- Supreme Court of the United States

Decided January 26, 2009
- Full case name: Kennedy v. Plan Administrator for DuPont Savings and Investment Plan
- Citations: 555 U.S. 285 (more)

Holding
- Because a divorcee did not attempt to direct her interest in the SIP benefits to the Estate or any other potential beneficiary, her waiver did not constitute an assignment or alienation rendered void under ERISA.

Court membership
- Chief Justice John Roberts Associate Justices John P. Stevens · Antonin Scalia Anthony Kennedy · David Souter Clarence Thomas · Ruth Bader Ginsburg Stephen Breyer · Samuel Alito

Case opinion
- Majority: Souter, joined by unanimous

= Kennedy v. Plan Administrator for DuPont Savings and Investment Plan =

Kennedy v. Plan Administrator for DuPont Savings and Investment Plan, , was a United States Supreme Court case in which the court held that because a divorcee did not attempt to direct her interest in the SIP benefits to the Estate or any other potential beneficiary, her waiver did not constitute an assignment or alienation rendered void under ERISA.

==Background==

The Employee Retirement Income Security Act of 1974 (ERISA) obligates administrators to manage ERISA plans "in accordance with the documents and instruments governing" them, requires covered pension benefit plans to "provide that benefits … may not be assigned or alienated," and exempts from this bar qualified domestic relations orders (QDROs).

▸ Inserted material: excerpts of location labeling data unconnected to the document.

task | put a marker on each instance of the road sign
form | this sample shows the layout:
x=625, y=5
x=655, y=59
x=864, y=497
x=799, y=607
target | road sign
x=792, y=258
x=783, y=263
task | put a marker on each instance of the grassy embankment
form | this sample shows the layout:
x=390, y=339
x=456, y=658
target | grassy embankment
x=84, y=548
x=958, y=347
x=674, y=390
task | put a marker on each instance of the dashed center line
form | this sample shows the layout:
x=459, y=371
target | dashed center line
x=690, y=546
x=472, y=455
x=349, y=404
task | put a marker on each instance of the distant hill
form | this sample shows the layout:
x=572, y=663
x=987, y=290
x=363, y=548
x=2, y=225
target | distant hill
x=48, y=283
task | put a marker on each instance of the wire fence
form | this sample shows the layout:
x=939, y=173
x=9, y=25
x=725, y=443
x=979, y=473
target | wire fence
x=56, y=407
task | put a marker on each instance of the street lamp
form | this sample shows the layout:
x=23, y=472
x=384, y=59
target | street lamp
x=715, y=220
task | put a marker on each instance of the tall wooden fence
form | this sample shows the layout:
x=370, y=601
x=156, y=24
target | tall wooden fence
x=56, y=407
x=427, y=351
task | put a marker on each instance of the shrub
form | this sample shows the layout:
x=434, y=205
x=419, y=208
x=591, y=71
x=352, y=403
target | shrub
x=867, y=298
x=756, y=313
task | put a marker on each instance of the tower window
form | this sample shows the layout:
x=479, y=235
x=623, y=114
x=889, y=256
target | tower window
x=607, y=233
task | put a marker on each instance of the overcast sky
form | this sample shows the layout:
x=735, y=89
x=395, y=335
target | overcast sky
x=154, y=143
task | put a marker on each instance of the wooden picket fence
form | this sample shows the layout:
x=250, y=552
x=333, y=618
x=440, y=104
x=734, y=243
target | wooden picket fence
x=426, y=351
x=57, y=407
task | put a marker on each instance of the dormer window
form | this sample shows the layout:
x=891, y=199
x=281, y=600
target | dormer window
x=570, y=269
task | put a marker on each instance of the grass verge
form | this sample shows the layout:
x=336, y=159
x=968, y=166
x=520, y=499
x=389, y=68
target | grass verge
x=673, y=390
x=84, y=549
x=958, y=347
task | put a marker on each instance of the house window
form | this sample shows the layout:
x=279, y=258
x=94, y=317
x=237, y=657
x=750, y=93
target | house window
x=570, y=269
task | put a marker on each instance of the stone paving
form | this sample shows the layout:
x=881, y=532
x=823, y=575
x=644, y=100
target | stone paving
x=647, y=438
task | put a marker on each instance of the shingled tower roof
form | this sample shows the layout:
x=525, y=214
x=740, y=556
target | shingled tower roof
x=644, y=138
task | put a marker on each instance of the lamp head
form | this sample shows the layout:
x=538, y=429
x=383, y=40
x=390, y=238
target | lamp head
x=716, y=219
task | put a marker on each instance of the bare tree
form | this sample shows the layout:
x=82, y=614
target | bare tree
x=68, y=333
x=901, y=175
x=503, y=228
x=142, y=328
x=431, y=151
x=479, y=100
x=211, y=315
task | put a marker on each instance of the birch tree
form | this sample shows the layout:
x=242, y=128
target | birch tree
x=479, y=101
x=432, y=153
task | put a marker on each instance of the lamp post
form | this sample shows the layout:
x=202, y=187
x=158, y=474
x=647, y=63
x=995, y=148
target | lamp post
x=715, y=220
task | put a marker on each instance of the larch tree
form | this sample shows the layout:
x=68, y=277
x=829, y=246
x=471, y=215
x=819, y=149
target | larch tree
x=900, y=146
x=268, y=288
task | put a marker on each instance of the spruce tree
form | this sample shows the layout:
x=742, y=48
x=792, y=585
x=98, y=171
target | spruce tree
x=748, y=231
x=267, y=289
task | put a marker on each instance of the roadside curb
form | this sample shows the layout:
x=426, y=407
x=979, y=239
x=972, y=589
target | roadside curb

William Kennedy participated in his employer's savings and investment plan (SIP), with power both to designate a beneficiary to receive the funds upon his death and to replace or revoke that designation as prescribed by the plan administrator. Under the terms of the plan, if there is no surviving spouse or designated beneficiary at the time of death, distribution is made as directed by the estate's executor or administrator.

Upon their marriage, William designated Liv Kennedy his SIP beneficiary and named no contingent beneficiary. Their subsequent divorce decree divested Liv of her interest in the SIP benefits, but William did not execute a document removing Liv as the SIP beneficiary. On William's death, Kari Kennedy, his daughter and the executrix of his Estate, asked for the SIP funds to be distributed to the Estate, but the plan administrator relied on William's designation form and paid them to Liv. The Estate filed suit, alleging that Liv had waived her SIP benefits in the divorce and thus the employer and the SIP plan administrator (together, DuPont), had violated ERISA by paying her.

The federal district court entered summary judgment for the Estate, ordering DuPont to pay the benefits to the Estate. The Fifth Circuit Court of Appeals reversed, holding that Liv's waiver was an assignment or alienation of her interest to the Estate barred by ERISA.

==Opinion of the court==

The Supreme Court issued an opinion on January 26, 2009.